Yo, que daba charlas sobre educación sexual y riesgos, estaba deseando que se corriese en mi coño, en mi boca, en mi culo… que se vaciase entero en cada centímetro de mi piel. Estaba perdida, el tipo follaba de puta madre. Creo que sobre las 23 horas nos percatamos de que llevábamos follando desde las 18 horas sin haber ingerido nada: pletóricos y sudorsos nos fuimos a la ducha y salimos a cenar.
Fue un fin de semana maravilloso, uno de los más bonitos que he tenido en mi vida: no paramos de explorar nuestras pieles y cada recoveco de nuestro cuerpo.
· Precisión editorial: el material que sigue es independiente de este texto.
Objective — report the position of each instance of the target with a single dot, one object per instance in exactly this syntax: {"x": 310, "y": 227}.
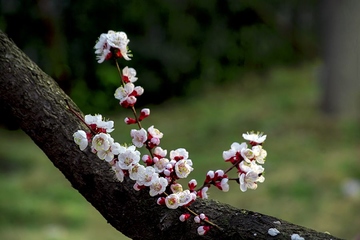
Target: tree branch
{"x": 39, "y": 106}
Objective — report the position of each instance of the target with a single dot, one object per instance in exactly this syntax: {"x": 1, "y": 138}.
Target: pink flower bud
{"x": 161, "y": 201}
{"x": 209, "y": 176}
{"x": 129, "y": 120}
{"x": 192, "y": 184}
{"x": 184, "y": 217}
{"x": 197, "y": 219}
{"x": 145, "y": 112}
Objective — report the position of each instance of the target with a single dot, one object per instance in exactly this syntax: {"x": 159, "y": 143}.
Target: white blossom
{"x": 273, "y": 232}
{"x": 80, "y": 139}
{"x": 183, "y": 168}
{"x": 139, "y": 137}
{"x": 158, "y": 186}
{"x": 254, "y": 137}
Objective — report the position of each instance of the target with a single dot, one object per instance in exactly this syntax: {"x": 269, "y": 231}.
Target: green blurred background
{"x": 213, "y": 69}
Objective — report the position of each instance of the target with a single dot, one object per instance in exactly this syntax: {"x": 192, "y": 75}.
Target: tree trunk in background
{"x": 38, "y": 104}
{"x": 339, "y": 28}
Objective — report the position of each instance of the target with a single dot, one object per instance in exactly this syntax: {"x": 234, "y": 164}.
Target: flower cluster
{"x": 159, "y": 171}
{"x": 112, "y": 44}
{"x": 247, "y": 160}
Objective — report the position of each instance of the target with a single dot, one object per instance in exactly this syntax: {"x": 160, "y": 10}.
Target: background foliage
{"x": 178, "y": 46}
{"x": 219, "y": 68}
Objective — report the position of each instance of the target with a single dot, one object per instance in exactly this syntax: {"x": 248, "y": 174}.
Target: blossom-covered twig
{"x": 160, "y": 172}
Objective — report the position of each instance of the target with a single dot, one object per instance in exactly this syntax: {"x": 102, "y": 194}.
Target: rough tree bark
{"x": 38, "y": 105}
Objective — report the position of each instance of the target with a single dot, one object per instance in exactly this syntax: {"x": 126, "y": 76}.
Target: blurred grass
{"x": 310, "y": 158}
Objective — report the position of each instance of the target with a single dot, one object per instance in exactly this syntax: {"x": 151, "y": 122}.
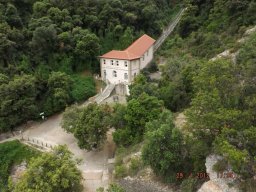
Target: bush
{"x": 220, "y": 166}
{"x": 188, "y": 185}
{"x": 120, "y": 171}
{"x": 135, "y": 166}
{"x": 115, "y": 188}
{"x": 12, "y": 153}
{"x": 83, "y": 88}
{"x": 123, "y": 137}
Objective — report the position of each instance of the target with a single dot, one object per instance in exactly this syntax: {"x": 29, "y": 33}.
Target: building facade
{"x": 122, "y": 66}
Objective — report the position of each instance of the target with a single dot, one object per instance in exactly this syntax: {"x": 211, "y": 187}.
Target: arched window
{"x": 114, "y": 74}
{"x": 125, "y": 76}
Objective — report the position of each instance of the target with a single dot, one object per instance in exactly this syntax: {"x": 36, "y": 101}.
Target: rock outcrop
{"x": 219, "y": 183}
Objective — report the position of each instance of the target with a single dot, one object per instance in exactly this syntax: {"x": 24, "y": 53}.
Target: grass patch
{"x": 12, "y": 153}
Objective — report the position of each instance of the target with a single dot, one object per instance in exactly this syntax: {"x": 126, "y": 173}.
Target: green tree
{"x": 59, "y": 92}
{"x": 18, "y": 101}
{"x": 89, "y": 125}
{"x": 164, "y": 149}
{"x": 140, "y": 111}
{"x": 53, "y": 171}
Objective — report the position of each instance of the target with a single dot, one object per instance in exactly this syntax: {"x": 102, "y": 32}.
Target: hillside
{"x": 47, "y": 44}
{"x": 49, "y": 51}
{"x": 217, "y": 97}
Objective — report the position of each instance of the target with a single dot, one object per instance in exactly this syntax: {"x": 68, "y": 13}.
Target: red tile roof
{"x": 134, "y": 51}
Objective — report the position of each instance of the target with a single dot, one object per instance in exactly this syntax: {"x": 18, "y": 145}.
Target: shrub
{"x": 83, "y": 88}
{"x": 12, "y": 153}
{"x": 220, "y": 166}
{"x": 188, "y": 185}
{"x": 135, "y": 166}
{"x": 120, "y": 171}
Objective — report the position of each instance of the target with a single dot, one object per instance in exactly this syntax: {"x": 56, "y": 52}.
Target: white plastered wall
{"x": 109, "y": 69}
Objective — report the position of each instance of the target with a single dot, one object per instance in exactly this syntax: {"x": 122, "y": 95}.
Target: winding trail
{"x": 94, "y": 164}
{"x": 168, "y": 30}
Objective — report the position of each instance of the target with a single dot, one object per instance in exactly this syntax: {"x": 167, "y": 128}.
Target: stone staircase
{"x": 105, "y": 94}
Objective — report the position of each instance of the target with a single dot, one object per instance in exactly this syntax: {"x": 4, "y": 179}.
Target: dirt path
{"x": 94, "y": 165}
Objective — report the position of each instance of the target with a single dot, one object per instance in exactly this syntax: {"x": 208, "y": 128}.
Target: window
{"x": 114, "y": 74}
{"x": 125, "y": 76}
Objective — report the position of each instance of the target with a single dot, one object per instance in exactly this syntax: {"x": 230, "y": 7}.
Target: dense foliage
{"x": 12, "y": 153}
{"x": 89, "y": 124}
{"x": 54, "y": 171}
{"x": 164, "y": 148}
{"x": 219, "y": 95}
{"x": 137, "y": 113}
{"x": 42, "y": 41}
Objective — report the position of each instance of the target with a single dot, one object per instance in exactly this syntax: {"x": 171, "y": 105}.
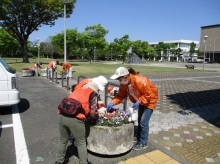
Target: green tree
{"x": 122, "y": 45}
{"x": 8, "y": 45}
{"x": 94, "y": 39}
{"x": 71, "y": 42}
{"x": 140, "y": 48}
{"x": 21, "y": 18}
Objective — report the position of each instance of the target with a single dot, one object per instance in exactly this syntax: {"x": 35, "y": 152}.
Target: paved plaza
{"x": 186, "y": 122}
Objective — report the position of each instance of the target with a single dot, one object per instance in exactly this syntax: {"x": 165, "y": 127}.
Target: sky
{"x": 146, "y": 20}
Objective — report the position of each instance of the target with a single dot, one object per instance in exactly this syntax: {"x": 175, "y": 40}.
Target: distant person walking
{"x": 143, "y": 93}
{"x": 35, "y": 68}
{"x": 52, "y": 66}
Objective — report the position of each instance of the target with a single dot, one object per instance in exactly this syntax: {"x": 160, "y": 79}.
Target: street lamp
{"x": 38, "y": 49}
{"x": 205, "y": 37}
{"x": 64, "y": 15}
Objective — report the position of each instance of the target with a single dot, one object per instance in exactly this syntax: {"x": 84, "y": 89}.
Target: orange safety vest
{"x": 82, "y": 83}
{"x": 50, "y": 65}
{"x": 144, "y": 90}
{"x": 82, "y": 95}
{"x": 66, "y": 66}
{"x": 35, "y": 66}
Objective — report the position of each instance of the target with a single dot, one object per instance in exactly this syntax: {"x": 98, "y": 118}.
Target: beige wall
{"x": 213, "y": 40}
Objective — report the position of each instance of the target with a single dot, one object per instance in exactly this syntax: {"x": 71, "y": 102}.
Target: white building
{"x": 184, "y": 45}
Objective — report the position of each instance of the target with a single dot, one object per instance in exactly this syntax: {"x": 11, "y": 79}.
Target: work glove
{"x": 110, "y": 106}
{"x": 136, "y": 105}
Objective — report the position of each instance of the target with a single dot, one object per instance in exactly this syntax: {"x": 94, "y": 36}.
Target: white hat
{"x": 101, "y": 81}
{"x": 121, "y": 71}
{"x": 93, "y": 86}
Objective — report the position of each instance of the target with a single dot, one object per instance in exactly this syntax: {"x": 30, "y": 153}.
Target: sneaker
{"x": 139, "y": 146}
{"x": 135, "y": 139}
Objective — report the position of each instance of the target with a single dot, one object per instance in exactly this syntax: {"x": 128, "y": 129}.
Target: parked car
{"x": 9, "y": 93}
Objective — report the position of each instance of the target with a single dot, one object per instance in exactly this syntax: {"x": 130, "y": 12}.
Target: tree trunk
{"x": 24, "y": 50}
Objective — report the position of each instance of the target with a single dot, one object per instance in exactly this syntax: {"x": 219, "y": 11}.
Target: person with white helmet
{"x": 101, "y": 81}
{"x": 143, "y": 93}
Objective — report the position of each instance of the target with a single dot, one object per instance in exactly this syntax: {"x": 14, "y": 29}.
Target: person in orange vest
{"x": 52, "y": 66}
{"x": 35, "y": 68}
{"x": 87, "y": 96}
{"x": 143, "y": 93}
{"x": 66, "y": 68}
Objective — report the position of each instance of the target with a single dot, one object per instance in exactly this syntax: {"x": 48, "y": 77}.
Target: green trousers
{"x": 75, "y": 126}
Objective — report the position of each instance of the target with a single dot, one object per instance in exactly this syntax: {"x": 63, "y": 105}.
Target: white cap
{"x": 101, "y": 81}
{"x": 93, "y": 86}
{"x": 121, "y": 71}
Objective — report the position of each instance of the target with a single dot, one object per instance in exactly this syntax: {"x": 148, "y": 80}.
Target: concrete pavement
{"x": 186, "y": 123}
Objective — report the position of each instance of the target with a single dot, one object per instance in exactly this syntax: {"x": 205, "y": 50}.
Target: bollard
{"x": 67, "y": 81}
{"x": 56, "y": 78}
{"x": 62, "y": 79}
{"x": 47, "y": 72}
{"x": 52, "y": 75}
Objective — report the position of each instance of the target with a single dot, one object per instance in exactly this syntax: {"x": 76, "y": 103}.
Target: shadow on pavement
{"x": 23, "y": 105}
{"x": 205, "y": 104}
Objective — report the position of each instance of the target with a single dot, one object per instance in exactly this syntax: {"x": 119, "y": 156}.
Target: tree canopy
{"x": 21, "y": 17}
Cuando al día siguiente, me dijo que una de las cosas que más le excitaría sería que le atase con una correa y que le sodomizase, tomé conciencia de que yo lo que quería era mudarme a Londres a vivir con aquel inglés de ojos inmensamente azules y piel tostada.
Nunca olvidaré su forma de mirarme al follar: una mirada de bestia, de enajenado mental que lo único que quería era penetrarme más y más fuerte. Me decía que no era consciente y que seguramente era yo quien generaba esa mirada de enajenación mental porque para él, yo era todo un desafío intelectual y eso le excitaba sobremanera. Qué eróticos son los desafíos que nos cortocircuitan el cerebro, ¿verdad? Esos callejones sin salidas de los que no sabemos si saldremos y cómo lo haremos. Malheridos, sin duda.
Nuestra historia duró poco, se acabó pronto y dejó en mí una herida que tardó un tiempo en cicatrizar. No he vuelto a enamorarme desde entonces y ya ha pasado un tiempo, demasiado quizá. No sé siquiera si me acuerdo de cómo se enamora una… Lo que si sé es que si me cruzara con Adrian por la calle, se me mojarían las bragas muy a pesar de mi orgullo, deseando volver a tenerle entre mis piernas. Y eso, queridos, no me ha pasado nunca con ningún otro hombre.